11 Le texte de l’analysant, comme tout texte, demande à être tranché pour que la création jaillisse. Lacan : « The best image to sum up the unconscious is Baltimore in the early morning [16]. » Évidemment cette définition étrange de l’inconscient a dû en surprendre plus d’un, de ces auditeurs américains de l’université de Baltimore. Mais Lacan fait ce qu’il a tenté de faire toute sa vie, dans la veine de la prosopopée, lorsqu’il déclare « moi, la Vérité, je parle » : faire entendre en acte ce qu’il en est de l’inconscient, structuré, selon l’adage devenu un petit bateau, comme un langage, mais précisons, un langage qui s’écrit. Rébus, hiéroglyphes, traces, précisait déjà Freud en son temps.
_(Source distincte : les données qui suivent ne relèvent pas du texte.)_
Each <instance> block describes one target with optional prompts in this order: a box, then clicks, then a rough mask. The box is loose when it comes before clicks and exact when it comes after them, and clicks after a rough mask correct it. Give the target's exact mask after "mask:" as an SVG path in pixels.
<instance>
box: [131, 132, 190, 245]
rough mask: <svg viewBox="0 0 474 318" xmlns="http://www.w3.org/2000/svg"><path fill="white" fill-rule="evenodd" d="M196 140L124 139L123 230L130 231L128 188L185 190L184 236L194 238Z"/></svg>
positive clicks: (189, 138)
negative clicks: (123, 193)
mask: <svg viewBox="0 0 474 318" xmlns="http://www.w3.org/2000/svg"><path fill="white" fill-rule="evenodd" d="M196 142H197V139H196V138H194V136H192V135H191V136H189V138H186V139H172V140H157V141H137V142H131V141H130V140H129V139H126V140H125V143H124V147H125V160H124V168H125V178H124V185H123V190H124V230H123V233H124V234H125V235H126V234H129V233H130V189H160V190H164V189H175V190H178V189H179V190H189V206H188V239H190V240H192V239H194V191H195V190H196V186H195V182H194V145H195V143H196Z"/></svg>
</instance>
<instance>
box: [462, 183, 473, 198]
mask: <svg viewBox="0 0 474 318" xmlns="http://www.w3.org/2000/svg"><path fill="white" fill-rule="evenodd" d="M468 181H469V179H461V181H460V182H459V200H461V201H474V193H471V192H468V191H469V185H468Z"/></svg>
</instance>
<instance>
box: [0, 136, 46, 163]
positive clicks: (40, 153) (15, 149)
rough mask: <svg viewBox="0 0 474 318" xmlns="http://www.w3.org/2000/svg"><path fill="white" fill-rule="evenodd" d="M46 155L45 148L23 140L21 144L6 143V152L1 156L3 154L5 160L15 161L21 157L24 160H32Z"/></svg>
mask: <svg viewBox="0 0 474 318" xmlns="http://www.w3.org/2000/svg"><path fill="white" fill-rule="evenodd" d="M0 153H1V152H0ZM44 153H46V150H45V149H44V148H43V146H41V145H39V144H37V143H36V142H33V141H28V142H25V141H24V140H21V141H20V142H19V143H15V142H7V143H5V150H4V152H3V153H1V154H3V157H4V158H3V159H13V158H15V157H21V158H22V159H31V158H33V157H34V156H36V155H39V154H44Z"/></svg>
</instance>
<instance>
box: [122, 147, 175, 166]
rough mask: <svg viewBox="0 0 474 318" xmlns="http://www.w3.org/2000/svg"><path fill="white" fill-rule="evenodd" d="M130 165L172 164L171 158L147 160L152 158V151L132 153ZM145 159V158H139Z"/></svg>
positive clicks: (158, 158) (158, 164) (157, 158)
12 Le montage relève d’un assemblage entre deux signifiants (S1 et S2). Mais le passage S1-------- > S2, qui inaugure la chaîne, ne va pas de soi. Il y a un trou entre les deux. Un Hiatus irrationalis, comme le titrait Lacan dans un poème très mallarméen de 1929, paru dans la revue Le Phare de Neuilly en 1933. Un peu comme les collages surréalistes, dont Jean Arp disait qu’ils devaient permettre d’« approcher l’éclat pur de la réalité ». C’est comme ça, précise Guillaume Apollinaire, que les hommes ont inventé la roue : « quand l’homme a voulu imiter la marche, il a créé la roue qui ne ressemble pas à une jambe ». Marcel Duchamp, lui, se fend des ready-mades. Le premier qu’il expose est une pelle à neige sur le manche duquel il a gravé un titre : « In advance of the broken arm » (En prévention du bras cassé) et qu’il signe : « D’après Duchamp ». Un objet, sans lien avec le titre, ni avec son auteur. Voilà l’ouvre. Lapsus : je voulais écrire : l’œuvre.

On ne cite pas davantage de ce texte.